Byrne, of course, was the Heads’ frontman and visual focus, as well as a successful solo artist, most recently on Broadway with his acclaimed “American Utopia” concert until it was shut down by the COVID-19 pandemic. But with “Remain in Love,” which publishes Tuesday, Sept. 21, Frantz portrays the band — also including keyboardist-guitarist Jerry Harrison — as a more equal endeavor that he co-founded with Byrne and Weymouth, all alumni of the Rhode Island School of Design, during 1976 in New York.
The book traces the group’s rise through the late ’70s punk and New Wave scenes, establishing its own arty style that encompassed diverse influences from World Music and avant garde works, building a catalog of eight eclectic studio albums before a somewhat abrupt end in 1991, reuniting only for its 2002 Rock Hall induction.
“I mean no disrespect to David Byrne,” Frantz, 69, insists. “I’m not jealous of him or anything like that. But it was always a more shared experience for Talking Heads. It was a very collaborative effort, always. Yes, David was the frontman, and we chose him to be the frontman, but there was a whole lot that went into the band and a whole lot of effort that went behind the band on the part of other people who rarely get mentioned or credited.

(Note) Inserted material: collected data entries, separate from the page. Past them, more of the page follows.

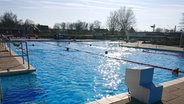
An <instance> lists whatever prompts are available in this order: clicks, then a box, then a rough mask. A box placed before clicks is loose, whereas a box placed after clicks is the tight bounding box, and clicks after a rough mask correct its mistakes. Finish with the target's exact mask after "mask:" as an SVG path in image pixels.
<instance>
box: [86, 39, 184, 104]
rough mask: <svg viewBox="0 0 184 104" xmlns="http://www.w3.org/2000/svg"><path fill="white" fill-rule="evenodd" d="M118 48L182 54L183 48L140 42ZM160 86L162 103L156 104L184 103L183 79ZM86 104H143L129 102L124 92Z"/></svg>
mask: <svg viewBox="0 0 184 104" xmlns="http://www.w3.org/2000/svg"><path fill="white" fill-rule="evenodd" d="M120 46H122V47H123V46H126V47H138V48H148V49H150V48H151V49H160V50H169V51H179V52H184V48H180V47H176V46H164V45H152V44H142V42H134V43H123V44H120ZM160 84H161V85H163V87H164V89H163V94H162V101H161V102H158V103H156V104H182V103H183V102H184V77H182V78H178V79H175V80H172V81H168V82H164V83H160ZM88 104H144V103H142V102H140V101H138V100H136V99H131V100H130V99H129V95H128V93H127V92H126V93H122V94H118V95H115V96H110V97H106V98H102V99H100V100H96V101H93V102H89V103H88Z"/></svg>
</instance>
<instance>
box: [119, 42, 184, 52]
mask: <svg viewBox="0 0 184 104" xmlns="http://www.w3.org/2000/svg"><path fill="white" fill-rule="evenodd" d="M120 46H122V47H123V46H126V47H136V48H148V49H150V48H152V49H160V50H168V51H180V52H184V48H181V47H178V46H165V45H155V44H143V43H142V42H141V41H139V42H132V43H131V42H129V43H120Z"/></svg>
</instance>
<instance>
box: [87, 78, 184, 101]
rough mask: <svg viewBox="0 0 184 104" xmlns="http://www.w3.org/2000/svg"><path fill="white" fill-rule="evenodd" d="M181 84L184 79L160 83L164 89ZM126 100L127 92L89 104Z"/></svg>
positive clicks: (117, 94) (168, 81)
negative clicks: (169, 86)
mask: <svg viewBox="0 0 184 104" xmlns="http://www.w3.org/2000/svg"><path fill="white" fill-rule="evenodd" d="M181 82H184V77H182V78H178V79H175V80H171V81H167V82H163V83H160V84H161V85H163V87H164V88H166V87H169V86H172V85H176V84H179V83H181ZM126 99H128V92H125V93H122V94H117V95H115V96H110V97H106V98H102V99H100V100H96V101H93V102H89V103H88V104H112V103H115V102H119V101H122V100H126Z"/></svg>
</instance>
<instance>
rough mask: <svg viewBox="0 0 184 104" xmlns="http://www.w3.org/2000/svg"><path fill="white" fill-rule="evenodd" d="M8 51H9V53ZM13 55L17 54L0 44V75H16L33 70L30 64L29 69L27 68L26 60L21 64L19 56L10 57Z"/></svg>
mask: <svg viewBox="0 0 184 104" xmlns="http://www.w3.org/2000/svg"><path fill="white" fill-rule="evenodd" d="M9 51H11V54H10V52H9ZM14 55H17V54H16V53H14V52H13V51H12V50H9V49H8V48H7V49H5V47H3V46H2V45H1V44H0V76H7V75H17V74H24V73H30V72H33V71H35V68H33V67H32V66H31V65H30V69H29V68H28V63H27V62H26V61H24V64H23V60H22V58H21V57H12V56H14Z"/></svg>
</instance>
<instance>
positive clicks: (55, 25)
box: [53, 23, 61, 29]
mask: <svg viewBox="0 0 184 104" xmlns="http://www.w3.org/2000/svg"><path fill="white" fill-rule="evenodd" d="M53 28H54V29H61V25H60V23H56V24H55V25H54V27H53Z"/></svg>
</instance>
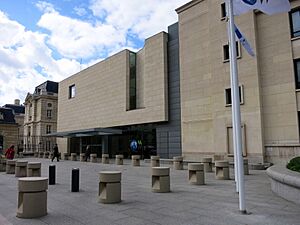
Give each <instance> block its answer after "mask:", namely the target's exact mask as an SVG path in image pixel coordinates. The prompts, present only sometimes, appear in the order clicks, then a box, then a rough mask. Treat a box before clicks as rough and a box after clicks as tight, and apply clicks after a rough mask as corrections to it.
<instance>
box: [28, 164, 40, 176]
mask: <svg viewBox="0 0 300 225" xmlns="http://www.w3.org/2000/svg"><path fill="white" fill-rule="evenodd" d="M41 165H42V164H41V163H40V162H29V163H28V164H27V177H40V176H41Z"/></svg>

“So for that reason I thought, ‘Oh, I can do this (book),’ and tell a story that’s more complete.”
“Remain in Love” is more than just the Talking Heads’ story, however. The 384-page book traces Frantz’s childhood and upbringing in Kentucky, Virginia and Pennsylvania, as well as the musical adventures of Tom Tom Club and his work producing, with Weymouth, albums for Ziggy Marley and Happy Mondays.
“I also wanted to express my great love for Tina and my belief that she was a very, very significant part of the band and a very important person for music in general,” says Frantz, who married Weymouth in 1977; they have two grown sons. “I wanted it to be very personal. I consider myself a very fortunate guy to be able to have done the things I have and experience the things I did — going around the world, playing the shows, making movies. It was all very exciting to me, and I wanted to convey that.”

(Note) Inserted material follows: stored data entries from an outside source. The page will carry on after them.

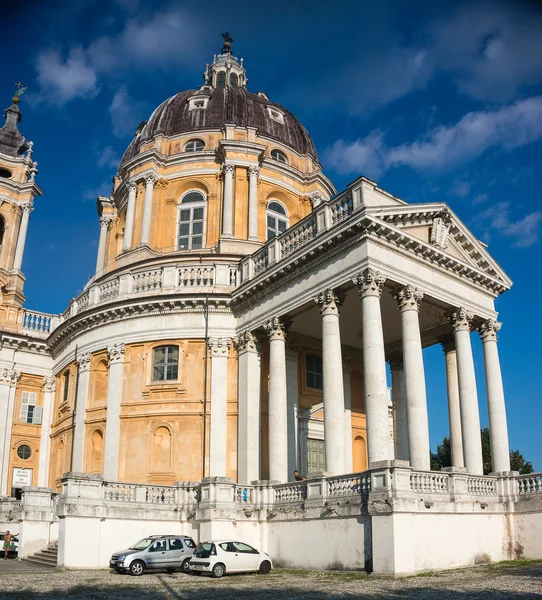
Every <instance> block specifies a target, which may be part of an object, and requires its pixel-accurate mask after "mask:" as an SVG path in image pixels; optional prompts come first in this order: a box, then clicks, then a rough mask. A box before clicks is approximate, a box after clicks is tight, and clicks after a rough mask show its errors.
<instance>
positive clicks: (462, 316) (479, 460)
mask: <svg viewBox="0 0 542 600" xmlns="http://www.w3.org/2000/svg"><path fill="white" fill-rule="evenodd" d="M472 318H473V315H472V313H470V312H468V311H466V310H465V309H464V308H458V309H457V310H455V311H453V312H452V313H451V315H450V320H451V323H452V328H453V331H454V338H455V349H456V353H457V377H458V381H459V403H460V406H461V431H462V433H463V458H464V460H465V467H467V472H468V473H470V474H472V475H483V473H484V464H483V458H482V439H481V437H480V414H479V411H478V393H477V391H476V376H475V373H474V359H473V357H472V347H471V343H470V327H471V321H472Z"/></svg>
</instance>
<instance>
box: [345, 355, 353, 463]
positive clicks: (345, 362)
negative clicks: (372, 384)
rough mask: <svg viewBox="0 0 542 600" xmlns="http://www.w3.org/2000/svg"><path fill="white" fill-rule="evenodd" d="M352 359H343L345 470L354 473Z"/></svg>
mask: <svg viewBox="0 0 542 600" xmlns="http://www.w3.org/2000/svg"><path fill="white" fill-rule="evenodd" d="M351 362H352V361H351V360H350V359H348V358H346V359H343V390H344V472H345V473H352V471H353V470H354V466H353V455H352V398H351V386H350V364H351Z"/></svg>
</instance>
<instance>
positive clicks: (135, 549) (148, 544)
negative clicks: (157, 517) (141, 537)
mask: <svg viewBox="0 0 542 600" xmlns="http://www.w3.org/2000/svg"><path fill="white" fill-rule="evenodd" d="M152 542H153V540H151V539H150V538H143V539H142V540H139V542H137V544H134V545H133V546H130V550H145V548H148V547H149V546H150V545H151V544H152Z"/></svg>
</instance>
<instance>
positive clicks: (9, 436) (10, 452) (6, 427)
mask: <svg viewBox="0 0 542 600" xmlns="http://www.w3.org/2000/svg"><path fill="white" fill-rule="evenodd" d="M20 378H21V373H20V371H15V370H14V369H6V368H3V369H0V440H3V441H2V442H1V443H0V496H8V495H10V490H8V479H9V459H10V454H11V430H12V427H13V409H14V406H15V388H16V387H17V382H18V381H19V379H20Z"/></svg>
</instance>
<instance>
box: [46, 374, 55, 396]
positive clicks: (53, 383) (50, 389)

Rather than new perspectives, Frantz says writing the book gave him “a deeper understanding” of that life — and particularly “what it was like to be Tina Weymouth and David Byrne.” Weymouth, he notes, “made a lot of sacrifices along the way, on the personal front,” including her playing being the subject of skepticism, sometimes even from within Talking Heads.

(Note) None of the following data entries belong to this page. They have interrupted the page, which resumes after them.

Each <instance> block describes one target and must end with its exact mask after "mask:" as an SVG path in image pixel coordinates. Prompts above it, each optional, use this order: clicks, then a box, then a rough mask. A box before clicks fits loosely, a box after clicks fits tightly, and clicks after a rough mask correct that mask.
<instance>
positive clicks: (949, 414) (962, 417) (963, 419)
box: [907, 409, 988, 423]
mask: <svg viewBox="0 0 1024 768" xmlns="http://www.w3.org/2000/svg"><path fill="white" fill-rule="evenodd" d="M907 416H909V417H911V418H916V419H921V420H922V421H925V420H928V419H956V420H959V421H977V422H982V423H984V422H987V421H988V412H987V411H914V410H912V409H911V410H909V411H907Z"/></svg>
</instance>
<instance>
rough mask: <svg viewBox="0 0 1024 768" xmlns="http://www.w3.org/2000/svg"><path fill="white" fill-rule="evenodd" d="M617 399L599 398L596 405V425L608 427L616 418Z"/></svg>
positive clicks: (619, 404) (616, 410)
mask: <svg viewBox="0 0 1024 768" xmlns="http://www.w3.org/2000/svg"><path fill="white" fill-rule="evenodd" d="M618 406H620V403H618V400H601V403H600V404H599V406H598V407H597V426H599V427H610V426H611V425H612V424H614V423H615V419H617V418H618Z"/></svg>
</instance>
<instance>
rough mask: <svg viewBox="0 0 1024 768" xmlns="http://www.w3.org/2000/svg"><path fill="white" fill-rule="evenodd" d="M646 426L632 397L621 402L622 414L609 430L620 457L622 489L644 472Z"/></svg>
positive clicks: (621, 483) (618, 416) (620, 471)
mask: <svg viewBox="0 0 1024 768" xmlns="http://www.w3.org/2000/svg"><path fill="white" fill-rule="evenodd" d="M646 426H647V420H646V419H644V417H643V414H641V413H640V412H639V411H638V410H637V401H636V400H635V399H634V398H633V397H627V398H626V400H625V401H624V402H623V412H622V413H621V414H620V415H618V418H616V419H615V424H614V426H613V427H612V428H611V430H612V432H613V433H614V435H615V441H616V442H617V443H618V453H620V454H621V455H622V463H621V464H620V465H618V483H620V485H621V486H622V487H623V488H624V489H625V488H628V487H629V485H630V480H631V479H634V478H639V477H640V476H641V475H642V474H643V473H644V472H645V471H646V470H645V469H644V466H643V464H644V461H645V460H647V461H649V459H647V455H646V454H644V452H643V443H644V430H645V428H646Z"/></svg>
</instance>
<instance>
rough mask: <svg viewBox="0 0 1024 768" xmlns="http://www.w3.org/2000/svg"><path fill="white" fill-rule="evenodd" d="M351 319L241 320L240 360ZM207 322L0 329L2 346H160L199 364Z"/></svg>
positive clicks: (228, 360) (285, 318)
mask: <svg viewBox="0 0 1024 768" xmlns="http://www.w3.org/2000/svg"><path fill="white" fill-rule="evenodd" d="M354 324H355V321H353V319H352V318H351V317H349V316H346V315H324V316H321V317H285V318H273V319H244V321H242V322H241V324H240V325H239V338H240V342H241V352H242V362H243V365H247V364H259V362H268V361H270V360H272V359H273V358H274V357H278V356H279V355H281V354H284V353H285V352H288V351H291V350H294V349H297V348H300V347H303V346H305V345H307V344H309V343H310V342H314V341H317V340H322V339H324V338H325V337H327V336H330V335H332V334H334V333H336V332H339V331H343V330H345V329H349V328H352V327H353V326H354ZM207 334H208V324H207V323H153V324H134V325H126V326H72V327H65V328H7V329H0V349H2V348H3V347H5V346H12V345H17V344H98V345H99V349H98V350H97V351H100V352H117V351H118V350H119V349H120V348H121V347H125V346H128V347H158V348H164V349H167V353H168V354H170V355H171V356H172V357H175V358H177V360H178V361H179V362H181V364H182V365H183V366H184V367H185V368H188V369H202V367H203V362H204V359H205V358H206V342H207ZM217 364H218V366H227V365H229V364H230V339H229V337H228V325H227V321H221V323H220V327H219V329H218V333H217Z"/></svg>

“Her playing wasn’t steeped in the rock ’n’ roll tradition of the blues and Chuck Berry and whatnot,” Frantz explains. “It often had a more classical approach, which was pretty unique, and I’m glad she seems to be getting recognized more for that now.”
As for Byrne, who legally prevented the other three members from using the band name after its breakup, Frantz acknowledges that “there was a great deal of pressure on David, and maybe it didn’t have such a great effect on him. It wasn’t easy for him to accept being the ‘rock star.’ I’m not sure that he ever really wanted that, so I’m sympathetic. I know he wanted to be a star, but I don’t know if it’s a rock star that he wanted to be.”
Frantz and Weymouth have kept Tom Tom Club alive, and the group plans to release a new album, “Live at the Clubhouse,” on vinyl for this year’s Record Store Day. They’re also considering doing another studio album as an “electronic duo, just Tina and me with some drum machines and synthesizers.” Meanwhile, Frantz is encouraging Weymouth to write a book of her own, and he has an idea for another book, one focusing on travels with the couple’s two beagles.
“One of them has been to France 12 times, so it might be fun. I could describe the people we meet and the great cafés we can go to when we’re in Europe, traveling with the dogs,” Frantz says. “You know, I’m of a certain age, and the touring business is not so great right now — in fact, it couldn’t be worse. So I’m thinking that this might be a good way to keep myself busy.”